A $ 3 $- ribbon in $ S ^ {4} $ is the image $ D ^ {3} $ of an immersion $ \phi : \Delta ^ {3} \rightarrow S ^ {4} $, where $ \Delta ^ {3} $ is the three-dimensional disc, such that: 1) $ \phi \mid _ {\partial \Delta ^ {3} } $ is an imbedding; 2) the self-intersection of $ \phi $ consists of a finite number of pairwise non-intersecting two-dimensional discs $ D _ {1} \dots D _ {n} $; and 3) the pre-image $ \phi ^ {-} 1 ( D _ {i} ) $ of each disc $ D _ {i} $ is a union of two discs $ D _ {i} ^ \prime $ and $ D _ {i} ^ {\prime\prime} $ such that

$$ D _ {i} ^ \prime \cap D _ {i} ^ {\prime\prime} = \emptyset ,\ \ D _ {i} ^ \prime \subset \mathop{\rm int} \Delta ^ {3} ,\ \ \partial D _ {i} ^ {\prime\prime} = D _ {i} ^ {\prime\prime} \cap \partial \Delta ^ {3} . $$

The image of the boundary $ \partial \Delta ^ {3} $ is a two-dimensional knot in $ S ^ {4} $. The knots thus obtained are said to be ribbon knots. This is one of the most thoroughly studied class of two-dimensional knots. Any two-dimensional ribbon knot is the boundary of some three-dimensional submanifold of the sphere $ S ^ {4} $ which is homeomorphic either to the disc $ \Delta ^ {3} $ or to the connected sum of some number of $ ( S ^ {1} \times S ^ {2} ) \setminus \Delta ^ {3} $. A two-dimensional ribbon knot is trivial if and only if the fundamental group of its complement is isomorphic to $ \mathbf Z $. A group $ G $ is the group of some two-dimensional ribbon knot in $ S ^ {4} $ if and only if it has a Wirtinger presentation (i.e. a presentation $ | x _ {1} \dots x _ {n} : r _ {1} \dots r _ {m} | $, where each relation has the form $ x _ {i} = \omega _ {i , j } x _ {j} \omega _ {i , j } ^ {-} 1 $) in which the number of relations is one smaller than the number of generators and $ G / [ G , G ] = \mathbf Z $.

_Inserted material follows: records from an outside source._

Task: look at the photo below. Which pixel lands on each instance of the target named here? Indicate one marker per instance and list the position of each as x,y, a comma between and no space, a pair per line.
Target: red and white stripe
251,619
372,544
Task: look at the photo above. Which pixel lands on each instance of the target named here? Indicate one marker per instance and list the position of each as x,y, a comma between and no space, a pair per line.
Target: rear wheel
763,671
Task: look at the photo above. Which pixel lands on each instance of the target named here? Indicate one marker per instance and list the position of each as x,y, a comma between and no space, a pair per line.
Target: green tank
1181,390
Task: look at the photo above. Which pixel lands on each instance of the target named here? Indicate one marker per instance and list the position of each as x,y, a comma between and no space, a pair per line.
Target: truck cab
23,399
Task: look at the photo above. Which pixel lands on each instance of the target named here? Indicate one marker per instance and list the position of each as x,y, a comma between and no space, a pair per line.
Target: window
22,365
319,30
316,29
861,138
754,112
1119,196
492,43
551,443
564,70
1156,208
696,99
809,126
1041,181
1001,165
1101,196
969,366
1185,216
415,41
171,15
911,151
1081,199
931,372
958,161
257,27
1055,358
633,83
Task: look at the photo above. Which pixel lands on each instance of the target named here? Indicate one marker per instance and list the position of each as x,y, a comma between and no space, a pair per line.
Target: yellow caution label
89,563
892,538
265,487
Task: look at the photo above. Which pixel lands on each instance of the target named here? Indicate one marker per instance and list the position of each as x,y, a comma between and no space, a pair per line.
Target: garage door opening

The class of groups of all two-dimensional knots has not yet been fully described. It is known that this class is wider than that of the one-dimensional knots in $ S ^ {3} $ but smaller than the class of groups of $ k $- dimensional knots in $ S ^ {k+} 2 $, $ k \geq 3 $. The latter class has been fully characterized (cf. Multi-dimensional knot). The following properties are displayed by two-dimensional knot groups (but not, in general, by the groups of three-dimensional knots in $ S ^ {5} $):

$$ \mathop{\rm dim} H _ {2} ( G ^ \prime , \mathbf Q ) \leq \mathop{\rm dim} \ H _ {1} ( G ^ \prime , \mathbf Q ) , $$

where $ G ^ \prime = [ G , G ] $ is the commutator subgroup; on the finite group $ T = \mathop{\rm Tors} ( G ^ \prime / G ^ {\prime\prime} ) $ there exists a non-degenerate symmetric form $ L : T \otimes T \rightarrow \mathbf Q / \mathbf Z $ such that for any $ m \in G $, $ x , y \in T $ one has $ L ( x , y ) = L ( \tau x , \tau y ) $, where $ \tau : T \rightarrow T $ is the automorphism induced in $ G $ by conjugation with the element $ m $.

The calculation of $ \pi _ {2} ( S ^ {4} \setminus S ^ {2} ) $ has been done only for special types of two-dimensional knots, e.g. those obtained by Artin's construction, ribbon knots and fibred knots.